The music went on and on. Kevin moved around and talked. I nodded in and out. I was truly melting and floating. I had never felt so comfortable and calm in my entire life, such as it was. Every once in a while, I’d have a pain in my stomach, but it would pass and a dark veil of contentment would cover me fully again.

  I never made it to my girlfriend’s house. I stayed stuck on Kevin’s couch all night. At some point, I fell completely asleep and dreamed I was fucking Susan and her cute, blonde friend Rebecca at the same time. They were both on all fours, their pale, round, white asses up in the air. I was going back and forth between them, in and out. But I couldn’t come. I kept trying and pumping, but nothing happened. I woke up late Saturday morning. Kevin was gone. He’d left a note on the door.

  Jake,

  Vick and I went into Austin. You looked pretty tired, so we let you sleep. There’s some black beans in the crock pot and tortillas in the fridge. Make yourself at home. If you leave, please lock the door behind you.

  See you later,

  Kevin and Vicky

  -3-

  I was a straight A honor roll student in Cypress High School, a serious athlete, the captain and leader of my varsity basketball team. There were many pictures of my attractive girlfriend and me—the friendly, smiling, charming guy—in the high school yearbook. When I wasn’t busy at school, I sacked groceries at the local store or cut firewood and cedar posts on a friend’s ranch, hauled hay, waited tables at Briarcreek, worked on my drawings in my room, or worked as a grounds man with Kevin. My parents were wrapped up in their own problems and never really seemed to notice when I was high on weed, though I was careful not to ever come home from work or a night out with Susan too stoned for it to be noticed.
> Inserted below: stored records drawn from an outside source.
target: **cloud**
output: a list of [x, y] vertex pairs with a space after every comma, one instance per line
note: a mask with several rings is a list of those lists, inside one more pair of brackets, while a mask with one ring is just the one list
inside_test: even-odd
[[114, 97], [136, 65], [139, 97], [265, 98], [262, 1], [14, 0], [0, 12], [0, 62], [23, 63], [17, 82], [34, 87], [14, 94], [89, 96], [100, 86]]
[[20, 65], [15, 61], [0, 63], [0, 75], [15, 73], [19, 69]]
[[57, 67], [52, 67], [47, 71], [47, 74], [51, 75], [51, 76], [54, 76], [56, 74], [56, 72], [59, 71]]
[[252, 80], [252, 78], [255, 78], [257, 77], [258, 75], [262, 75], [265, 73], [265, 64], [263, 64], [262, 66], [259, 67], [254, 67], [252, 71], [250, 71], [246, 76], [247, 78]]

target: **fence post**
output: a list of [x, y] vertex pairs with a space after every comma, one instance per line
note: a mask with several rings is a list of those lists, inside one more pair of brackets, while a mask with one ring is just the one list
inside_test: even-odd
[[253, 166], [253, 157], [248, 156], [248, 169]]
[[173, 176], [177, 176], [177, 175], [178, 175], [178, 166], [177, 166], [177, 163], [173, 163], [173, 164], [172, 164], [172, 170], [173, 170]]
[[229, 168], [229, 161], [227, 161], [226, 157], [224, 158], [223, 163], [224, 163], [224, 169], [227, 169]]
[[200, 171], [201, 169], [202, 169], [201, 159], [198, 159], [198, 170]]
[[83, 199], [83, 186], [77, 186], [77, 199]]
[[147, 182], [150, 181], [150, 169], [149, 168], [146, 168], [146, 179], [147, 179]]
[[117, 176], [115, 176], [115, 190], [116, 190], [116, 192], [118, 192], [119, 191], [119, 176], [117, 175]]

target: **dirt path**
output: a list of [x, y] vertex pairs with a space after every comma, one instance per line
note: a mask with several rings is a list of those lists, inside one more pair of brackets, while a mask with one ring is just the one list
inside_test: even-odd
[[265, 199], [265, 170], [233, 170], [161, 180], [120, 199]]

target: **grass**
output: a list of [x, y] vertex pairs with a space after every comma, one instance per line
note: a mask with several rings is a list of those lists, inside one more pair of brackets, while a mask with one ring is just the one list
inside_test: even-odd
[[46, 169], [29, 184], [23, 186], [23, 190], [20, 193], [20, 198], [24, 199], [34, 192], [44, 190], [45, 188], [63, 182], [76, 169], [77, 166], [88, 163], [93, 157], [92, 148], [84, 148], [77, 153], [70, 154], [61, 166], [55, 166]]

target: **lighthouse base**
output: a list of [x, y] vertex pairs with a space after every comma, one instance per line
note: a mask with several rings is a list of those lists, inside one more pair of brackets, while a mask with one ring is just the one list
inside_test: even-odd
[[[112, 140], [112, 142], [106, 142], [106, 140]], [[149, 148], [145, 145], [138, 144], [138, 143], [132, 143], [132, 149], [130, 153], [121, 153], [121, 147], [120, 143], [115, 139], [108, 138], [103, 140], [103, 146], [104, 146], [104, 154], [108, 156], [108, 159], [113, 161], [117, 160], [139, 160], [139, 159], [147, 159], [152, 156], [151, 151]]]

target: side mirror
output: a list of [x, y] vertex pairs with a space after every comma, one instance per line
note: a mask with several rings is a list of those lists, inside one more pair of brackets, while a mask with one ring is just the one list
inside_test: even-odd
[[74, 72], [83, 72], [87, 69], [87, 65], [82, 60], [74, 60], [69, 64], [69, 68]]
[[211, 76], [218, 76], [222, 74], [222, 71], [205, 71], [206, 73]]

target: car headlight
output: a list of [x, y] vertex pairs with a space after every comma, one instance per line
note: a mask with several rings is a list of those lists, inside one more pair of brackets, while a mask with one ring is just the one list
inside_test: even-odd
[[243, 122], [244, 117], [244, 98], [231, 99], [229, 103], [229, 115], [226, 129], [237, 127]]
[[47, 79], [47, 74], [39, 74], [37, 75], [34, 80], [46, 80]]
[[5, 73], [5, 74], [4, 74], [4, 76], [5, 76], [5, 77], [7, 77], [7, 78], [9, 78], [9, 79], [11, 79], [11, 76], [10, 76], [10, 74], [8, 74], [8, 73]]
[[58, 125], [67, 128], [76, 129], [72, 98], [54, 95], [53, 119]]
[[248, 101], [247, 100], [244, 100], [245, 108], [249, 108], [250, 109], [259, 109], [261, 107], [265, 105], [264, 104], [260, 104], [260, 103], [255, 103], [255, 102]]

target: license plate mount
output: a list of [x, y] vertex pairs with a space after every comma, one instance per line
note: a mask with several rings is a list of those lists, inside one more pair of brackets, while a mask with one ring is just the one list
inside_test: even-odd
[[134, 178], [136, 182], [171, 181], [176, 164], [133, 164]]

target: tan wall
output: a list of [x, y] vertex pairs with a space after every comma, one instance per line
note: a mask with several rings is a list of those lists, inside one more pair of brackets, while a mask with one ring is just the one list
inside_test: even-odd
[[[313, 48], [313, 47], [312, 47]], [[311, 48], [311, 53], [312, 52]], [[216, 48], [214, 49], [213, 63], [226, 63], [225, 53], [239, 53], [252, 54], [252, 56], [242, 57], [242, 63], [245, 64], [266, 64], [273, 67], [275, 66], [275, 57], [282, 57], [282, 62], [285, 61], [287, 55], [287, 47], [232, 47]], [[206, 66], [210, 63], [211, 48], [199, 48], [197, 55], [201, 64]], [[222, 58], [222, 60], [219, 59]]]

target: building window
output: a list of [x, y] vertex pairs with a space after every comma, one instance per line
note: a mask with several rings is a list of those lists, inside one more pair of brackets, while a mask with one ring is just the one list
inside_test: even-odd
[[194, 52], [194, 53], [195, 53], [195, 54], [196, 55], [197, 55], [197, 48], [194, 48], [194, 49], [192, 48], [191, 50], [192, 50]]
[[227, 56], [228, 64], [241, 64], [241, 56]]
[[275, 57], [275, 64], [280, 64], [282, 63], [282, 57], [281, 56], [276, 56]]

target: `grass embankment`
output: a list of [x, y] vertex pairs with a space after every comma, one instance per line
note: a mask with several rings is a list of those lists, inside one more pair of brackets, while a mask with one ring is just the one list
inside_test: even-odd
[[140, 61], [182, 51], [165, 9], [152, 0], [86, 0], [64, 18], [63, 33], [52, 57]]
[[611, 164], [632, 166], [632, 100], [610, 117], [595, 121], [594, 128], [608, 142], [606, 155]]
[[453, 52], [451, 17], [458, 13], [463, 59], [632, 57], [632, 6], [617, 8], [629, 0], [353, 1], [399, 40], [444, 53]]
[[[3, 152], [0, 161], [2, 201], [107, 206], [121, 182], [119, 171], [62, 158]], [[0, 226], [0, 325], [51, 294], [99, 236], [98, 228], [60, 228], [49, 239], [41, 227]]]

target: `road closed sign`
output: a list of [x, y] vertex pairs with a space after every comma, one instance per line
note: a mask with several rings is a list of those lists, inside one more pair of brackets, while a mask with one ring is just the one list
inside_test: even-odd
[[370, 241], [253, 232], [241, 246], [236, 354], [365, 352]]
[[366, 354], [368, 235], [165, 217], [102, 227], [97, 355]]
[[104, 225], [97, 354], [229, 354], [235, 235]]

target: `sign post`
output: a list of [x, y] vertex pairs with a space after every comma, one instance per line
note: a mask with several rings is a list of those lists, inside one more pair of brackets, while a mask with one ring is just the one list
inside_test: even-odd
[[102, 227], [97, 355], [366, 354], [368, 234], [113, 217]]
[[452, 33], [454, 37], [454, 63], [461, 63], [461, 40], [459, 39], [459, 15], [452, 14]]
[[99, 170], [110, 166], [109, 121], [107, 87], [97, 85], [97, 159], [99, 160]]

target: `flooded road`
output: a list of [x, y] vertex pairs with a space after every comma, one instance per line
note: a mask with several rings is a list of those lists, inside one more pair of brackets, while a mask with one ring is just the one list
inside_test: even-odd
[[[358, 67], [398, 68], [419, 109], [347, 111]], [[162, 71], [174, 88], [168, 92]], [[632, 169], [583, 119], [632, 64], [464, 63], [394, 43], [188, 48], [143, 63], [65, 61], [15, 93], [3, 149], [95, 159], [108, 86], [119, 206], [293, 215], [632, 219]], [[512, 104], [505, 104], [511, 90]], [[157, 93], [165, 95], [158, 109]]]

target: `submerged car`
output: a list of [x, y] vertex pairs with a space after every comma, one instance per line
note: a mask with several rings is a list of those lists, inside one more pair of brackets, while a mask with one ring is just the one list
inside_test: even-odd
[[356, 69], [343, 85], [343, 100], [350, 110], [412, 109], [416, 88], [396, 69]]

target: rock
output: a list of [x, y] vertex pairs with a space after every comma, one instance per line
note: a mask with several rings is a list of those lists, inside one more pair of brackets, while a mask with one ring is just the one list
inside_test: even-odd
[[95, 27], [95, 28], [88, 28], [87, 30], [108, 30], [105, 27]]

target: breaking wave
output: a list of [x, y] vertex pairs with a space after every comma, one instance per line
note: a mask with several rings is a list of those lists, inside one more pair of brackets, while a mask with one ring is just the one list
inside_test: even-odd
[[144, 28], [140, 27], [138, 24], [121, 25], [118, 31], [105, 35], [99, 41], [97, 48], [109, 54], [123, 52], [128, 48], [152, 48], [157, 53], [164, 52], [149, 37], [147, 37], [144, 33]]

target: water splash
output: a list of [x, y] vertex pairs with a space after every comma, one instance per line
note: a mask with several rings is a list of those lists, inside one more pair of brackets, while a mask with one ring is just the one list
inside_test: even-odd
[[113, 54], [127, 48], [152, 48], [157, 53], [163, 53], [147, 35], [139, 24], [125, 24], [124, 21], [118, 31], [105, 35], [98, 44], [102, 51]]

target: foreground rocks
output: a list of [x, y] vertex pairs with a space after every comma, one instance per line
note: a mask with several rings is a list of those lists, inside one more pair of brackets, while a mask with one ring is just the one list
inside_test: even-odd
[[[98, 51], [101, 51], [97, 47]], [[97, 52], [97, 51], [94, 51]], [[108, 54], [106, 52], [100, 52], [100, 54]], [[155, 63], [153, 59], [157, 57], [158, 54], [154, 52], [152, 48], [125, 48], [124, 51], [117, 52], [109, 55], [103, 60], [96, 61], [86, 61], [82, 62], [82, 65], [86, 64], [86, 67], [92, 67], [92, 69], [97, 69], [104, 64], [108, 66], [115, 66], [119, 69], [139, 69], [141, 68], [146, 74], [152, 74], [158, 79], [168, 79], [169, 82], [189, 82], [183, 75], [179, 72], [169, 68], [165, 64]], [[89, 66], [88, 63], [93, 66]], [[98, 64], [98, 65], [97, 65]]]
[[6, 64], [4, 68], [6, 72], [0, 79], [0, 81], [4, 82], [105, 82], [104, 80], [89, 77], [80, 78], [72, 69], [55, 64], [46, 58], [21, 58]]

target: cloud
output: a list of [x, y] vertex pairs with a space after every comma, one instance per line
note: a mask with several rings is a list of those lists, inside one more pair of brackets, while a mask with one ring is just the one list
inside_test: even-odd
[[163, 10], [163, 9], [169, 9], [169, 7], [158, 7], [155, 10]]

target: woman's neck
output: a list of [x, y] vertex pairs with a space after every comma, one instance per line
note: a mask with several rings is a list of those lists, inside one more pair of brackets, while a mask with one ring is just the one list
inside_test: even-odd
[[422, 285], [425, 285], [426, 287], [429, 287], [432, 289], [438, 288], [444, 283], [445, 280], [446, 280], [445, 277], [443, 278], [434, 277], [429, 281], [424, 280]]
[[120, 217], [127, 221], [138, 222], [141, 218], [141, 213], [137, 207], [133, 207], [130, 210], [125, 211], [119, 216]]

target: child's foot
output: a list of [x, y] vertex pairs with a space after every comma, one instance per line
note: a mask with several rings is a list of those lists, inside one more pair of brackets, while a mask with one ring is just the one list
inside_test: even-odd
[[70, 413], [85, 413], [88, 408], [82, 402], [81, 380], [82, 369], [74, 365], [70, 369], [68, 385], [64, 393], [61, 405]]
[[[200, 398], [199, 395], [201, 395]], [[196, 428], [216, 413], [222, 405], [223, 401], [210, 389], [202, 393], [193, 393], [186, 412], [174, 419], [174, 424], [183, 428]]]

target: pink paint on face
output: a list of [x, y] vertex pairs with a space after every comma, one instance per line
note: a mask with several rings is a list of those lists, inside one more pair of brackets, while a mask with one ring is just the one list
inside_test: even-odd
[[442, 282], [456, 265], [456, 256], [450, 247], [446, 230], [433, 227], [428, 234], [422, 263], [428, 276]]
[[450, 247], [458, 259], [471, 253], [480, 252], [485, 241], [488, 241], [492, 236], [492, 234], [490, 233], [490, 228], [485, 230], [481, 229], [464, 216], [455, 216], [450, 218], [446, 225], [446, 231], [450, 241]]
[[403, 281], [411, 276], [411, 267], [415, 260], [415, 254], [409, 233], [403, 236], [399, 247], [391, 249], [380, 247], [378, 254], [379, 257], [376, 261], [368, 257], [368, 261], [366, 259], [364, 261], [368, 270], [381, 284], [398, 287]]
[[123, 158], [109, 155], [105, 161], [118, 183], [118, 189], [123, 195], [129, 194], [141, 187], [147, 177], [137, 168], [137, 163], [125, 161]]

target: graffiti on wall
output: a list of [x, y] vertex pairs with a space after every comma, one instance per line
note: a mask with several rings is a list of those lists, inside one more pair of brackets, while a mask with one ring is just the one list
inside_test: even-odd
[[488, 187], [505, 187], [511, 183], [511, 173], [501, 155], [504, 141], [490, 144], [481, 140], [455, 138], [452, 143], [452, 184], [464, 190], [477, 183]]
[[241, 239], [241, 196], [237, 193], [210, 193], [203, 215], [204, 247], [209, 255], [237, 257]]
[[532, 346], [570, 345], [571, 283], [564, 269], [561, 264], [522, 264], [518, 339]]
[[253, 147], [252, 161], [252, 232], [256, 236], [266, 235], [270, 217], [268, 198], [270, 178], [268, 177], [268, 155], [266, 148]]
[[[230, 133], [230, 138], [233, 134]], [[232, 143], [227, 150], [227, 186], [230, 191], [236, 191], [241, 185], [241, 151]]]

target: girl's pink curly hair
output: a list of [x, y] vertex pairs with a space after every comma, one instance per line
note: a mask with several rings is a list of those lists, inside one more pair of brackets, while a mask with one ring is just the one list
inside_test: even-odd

  When the summer was over, I still hung out with Kevin to get high on his stash. Mostly though, I had begun to steal small amounts of potent marijuana from my girlfriend’s parents. They were both successful, wealthy, upper middle-class professionals who smoked pot daily. Susan wasn’t as interested in marijuana as I was due to the fact that she had been exposed to it through her parents for so many years; it held little of the allure or mystery for her that it did for me coming from such a strict household. I don’t think she had the same intense need to escape or alleviate her daily reality as I did either.